Leonard Nimoy: 'Why I’m calling it day'

After 60 years in the business, Star Trek legend Leonard Nimoy takes his final bow in next week’s Fringe on Sky1...

You have announced Fringe is your last acting job and you are going to retire – why?
“I’ve been at this for 60 years – my first professional work was in 1950 – and 60 years is long enough. I had decided not to do any more acting or directing several years ago then I was called back to work to do the Star Trek movie.”

So why did you decide to do Fringe?
“I had a wonderful time working on the new Star Trek movie with JJ Abrams and when it was done he asked me to play William Bell on Fringe. He had done a great job on Star Trek and I felt like I owed him the return of a favour. I’m glad I did it.”

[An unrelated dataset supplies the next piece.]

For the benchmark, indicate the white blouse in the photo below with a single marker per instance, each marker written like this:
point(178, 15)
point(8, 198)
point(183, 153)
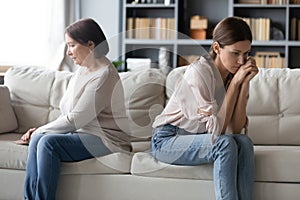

What was your last day on set like?
“Very moving. It was a night scene with Anna Torv, who plays Olivia. When it was done the entire company gathered around and I said to them: ‘I have been at this 60 years and I have never met with a better company.' It feels really good to know I am saying goodbye to the work on such a positive note."

So should Olivia trust William Bell?
“He keeps telling Olivia she should trust him and she has no choice really, but we have no idea what his intentions are. The ambiguity is the charm of the character. And we will find out the answers.”

Is there a showdown between William Bell and Walter?
“There are very strong scenes between William and Walter that are at the heart of the episode. It was a very great pleasure for me to do those scenes with John Noble – I call him Noble John.”

Will you be in the next Star Trek movie?
“Let me be definitive - I will not be in it. I have said it is time to get off the stage and make room for Zachary Quinto, who is a wonderful actor. He looks a lot like me and I am flattered that the character will be continued by an actor of that calibre. I have no expectations whatsoever of even being asked to be in the next Star Trek film.”

How has science fiction changed since you started out?
“My first science fiction was a series of short films called Zombies Of The Stratosphere in which three of us came from Mars, landed on Earth and stole a pick up truck and a couple of revolvers and announced we were going to take over earth and knock it out of its orbit. It was a very simplistic fantastic notion. What we are dealing with today is much more nuanced and sophisticated. The writers are doing fascinating work and the production values are much more complex and sophisticated because of the advancement in the technology.”

How do you look back on your career?
“I am one very grateful guy. I’ve worked on locations all around the world with some great great talents. The character of Mr Spock has been a great blessing to me because I have found him a very dignified and inspiring character for a lot of people.”